Ahli bid’ah itu dengan nada mencela berkomentar, “Saya tahu kok di mana tanganku bermalam, ya di atas kasur!”

Maka tatkala (terbangun) di pagi hari, ternyata dia memasukkan tangannya ke duburnya, hingga sampai siku-sikunya!”

Imam at-Taimi mengomentari kisah di atas, “Maka hendaknya seorang takut dari merendahkan sunnah Nabi. Lihatlah kesudahan mereka yang sangat mengenaskan di atas.”

Imam an-Nawawi rahimahullah berkata setelah membawakan kisah di atas, “Mirip dengan kasus ini adalah fakta yang terjadi pada zaman kita sekarang ini dan beritanya mutawatir serta telah sahih menurut para hakim bahwa ada seorang yang beraqidah jelek dari kota Bushra pada awal tahun 665 H. Dia punya seorang anak yang saleh. Suatu hari, anaknya datang dari gurunya yang saleh membawa siwak. Ayahnya mengatakan dengan nada mengejek, “Gurumu memberimu apa?” Jawab sang anak, “Siwak ini”. Lalu sang ayah mengambil siwak tersebut dan meletakkan di duburnya sebagai penghinaan.

Selang beberapa hari, ayah tersebut mengeluarkan dari duburnya sejenis ikan. Lalu setelah itu atau selang dua hari berikutnya orang itu meninggal dunia. Semoga Allah melindungi kita dari bala-Nya dan memberikan taufik kepada kita untuk mengagungkan sunnah dan syi’arnya.” (Bustanul ’Arifin, hal. 113–114 oleh Imam Nawawi, cet.
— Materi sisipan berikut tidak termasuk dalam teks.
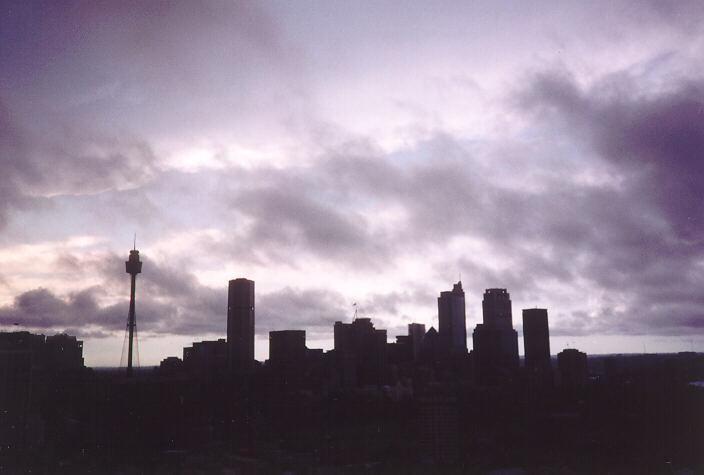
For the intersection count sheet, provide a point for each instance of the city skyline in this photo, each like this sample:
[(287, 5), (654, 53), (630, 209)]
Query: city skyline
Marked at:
[(339, 155)]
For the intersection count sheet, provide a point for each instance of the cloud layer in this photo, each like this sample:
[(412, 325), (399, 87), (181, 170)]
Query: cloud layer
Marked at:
[(335, 158)]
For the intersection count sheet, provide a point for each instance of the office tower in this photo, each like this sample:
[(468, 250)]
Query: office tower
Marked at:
[(287, 350), (361, 352), (536, 337), (495, 341), (451, 320), (416, 334), (496, 308), (572, 365), (240, 325), (63, 352), (206, 358), (133, 266)]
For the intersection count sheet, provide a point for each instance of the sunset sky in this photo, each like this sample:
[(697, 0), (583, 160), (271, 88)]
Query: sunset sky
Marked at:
[(341, 152)]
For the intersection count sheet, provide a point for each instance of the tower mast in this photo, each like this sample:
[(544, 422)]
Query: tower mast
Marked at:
[(133, 266)]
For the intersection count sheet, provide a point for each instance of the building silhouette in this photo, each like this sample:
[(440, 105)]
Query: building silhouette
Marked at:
[(287, 350), (536, 337), (416, 335), (572, 365), (495, 341), (206, 358), (451, 320), (360, 352), (240, 325)]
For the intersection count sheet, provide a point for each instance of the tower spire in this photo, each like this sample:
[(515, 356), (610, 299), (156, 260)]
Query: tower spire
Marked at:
[(133, 266)]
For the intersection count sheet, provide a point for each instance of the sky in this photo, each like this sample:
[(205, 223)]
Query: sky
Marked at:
[(352, 152)]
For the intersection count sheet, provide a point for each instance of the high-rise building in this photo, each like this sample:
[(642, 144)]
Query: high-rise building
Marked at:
[(287, 350), (451, 320), (536, 337), (495, 341), (416, 334), (240, 325), (361, 352), (496, 308), (572, 364)]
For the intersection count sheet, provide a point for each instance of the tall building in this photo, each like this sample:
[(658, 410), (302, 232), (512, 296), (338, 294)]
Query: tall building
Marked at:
[(361, 352), (416, 334), (495, 341), (287, 350), (240, 325), (496, 308), (573, 368), (451, 320), (536, 336), (536, 343)]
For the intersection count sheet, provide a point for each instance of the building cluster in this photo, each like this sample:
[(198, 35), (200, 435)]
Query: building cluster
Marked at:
[(362, 357), (23, 353), (423, 396)]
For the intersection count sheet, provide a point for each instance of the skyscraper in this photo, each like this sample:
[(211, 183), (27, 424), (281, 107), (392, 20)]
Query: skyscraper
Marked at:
[(536, 337), (495, 341), (451, 320), (496, 308), (240, 325)]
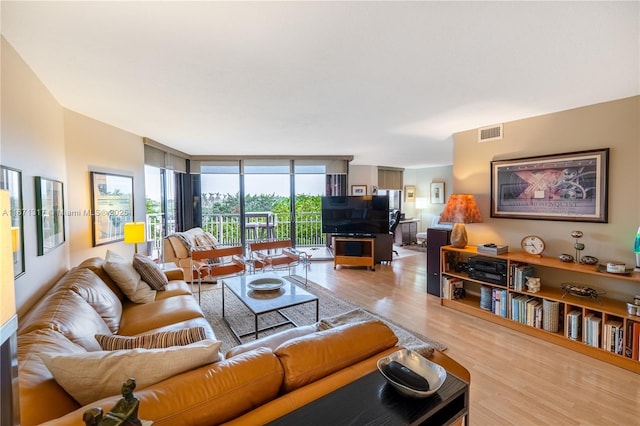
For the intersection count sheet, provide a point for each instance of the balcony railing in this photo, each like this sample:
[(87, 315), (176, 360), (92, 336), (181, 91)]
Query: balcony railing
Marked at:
[(226, 229)]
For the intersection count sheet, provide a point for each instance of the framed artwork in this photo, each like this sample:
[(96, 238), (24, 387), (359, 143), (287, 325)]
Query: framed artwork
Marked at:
[(11, 180), (358, 189), (409, 193), (49, 214), (569, 187), (111, 206), (437, 193)]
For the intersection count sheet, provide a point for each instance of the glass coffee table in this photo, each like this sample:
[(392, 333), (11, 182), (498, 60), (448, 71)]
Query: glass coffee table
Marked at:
[(265, 293)]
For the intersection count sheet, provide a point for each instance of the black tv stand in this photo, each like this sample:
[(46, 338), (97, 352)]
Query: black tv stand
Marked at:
[(350, 235), (353, 251)]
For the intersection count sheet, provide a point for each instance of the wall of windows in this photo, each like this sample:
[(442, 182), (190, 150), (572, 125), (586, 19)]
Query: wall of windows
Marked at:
[(252, 199)]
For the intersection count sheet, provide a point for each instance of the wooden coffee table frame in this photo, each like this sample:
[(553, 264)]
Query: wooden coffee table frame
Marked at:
[(287, 298)]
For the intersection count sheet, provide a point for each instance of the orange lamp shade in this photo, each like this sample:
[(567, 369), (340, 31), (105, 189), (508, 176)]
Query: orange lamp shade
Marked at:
[(134, 232), (461, 208)]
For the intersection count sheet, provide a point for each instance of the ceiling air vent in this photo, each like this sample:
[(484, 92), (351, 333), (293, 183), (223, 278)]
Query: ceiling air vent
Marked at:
[(490, 133)]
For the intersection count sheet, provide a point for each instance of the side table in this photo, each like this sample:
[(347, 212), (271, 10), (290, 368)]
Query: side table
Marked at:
[(371, 400), (172, 271)]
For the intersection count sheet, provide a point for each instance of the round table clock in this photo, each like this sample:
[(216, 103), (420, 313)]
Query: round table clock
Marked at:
[(533, 245)]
Dar Ibnu Hazm. Lihat pula kisah lebih detail dalam al-Bidayah wan Nihayah, 13: 249 oleh Ibnu Katsir).

 

Tidak Bisa Berjalan Akibat Menghina Hadis

Abu Yahya Zakaria as-Saji berkata, “Kami pernah berjalan di kampung kota Bashrah menuju rumah sebagian ahli hadis. Kami pun tergesa-gesa berjalan cepat menuju rumahnya. Dalam rombongan kami ada seorang yang tertuduh agamanya berkomentar dengan nada mengejek, ‘Angkatlah kaki kalian dari sayap para malaikat, janganlah kalian memecahkannya!’ Ternyata, dia seketika itu juga tidak bisa berjalan, dia tetap di tempatnya sampai kedua kakinya kering dan jatuh.” (Dzammul Kalam wa Ahlihi 4/369 oleh al-Harawi).

Al-Hafizh Abdul Hafizh berkata, “Sanad kisah ini sangat nyata (kesahihannya) karena semua perawinya adalah para imam dan ulama besar.” (Bustanul ’Arifin, hal. 112)

Kisah semisal juga diceritakan oleh ad-Dainawari dari Ahmad bin Syu’aib, Abu Dawud as-Sijistani berkata, “Ketika kami belajar kepada seorang ahli hadis, ketika guru kami menyampaikan hadis Nabi, ‘Para malaikat meletakkan sayapnya untuk para penuntut ilmu.’ Di dalam majelis ada seorang Mu’tazilah yang melecehkan hadis ini seraya mengatakan, ‘Demi Allah, besok saya akan mengenakan sandal yang berpaku, lalu akan kuinjakkan ke sayap para malaikat!’ Dia pun melakukannya, dan kedua kakinya langsung keras sehingga dimakan oleh rayap.” (Al-Mujalasah no. 2151. Lihat pula Miftah Dar Sa’adah 1: 256, oleh Ibnul Qayyim)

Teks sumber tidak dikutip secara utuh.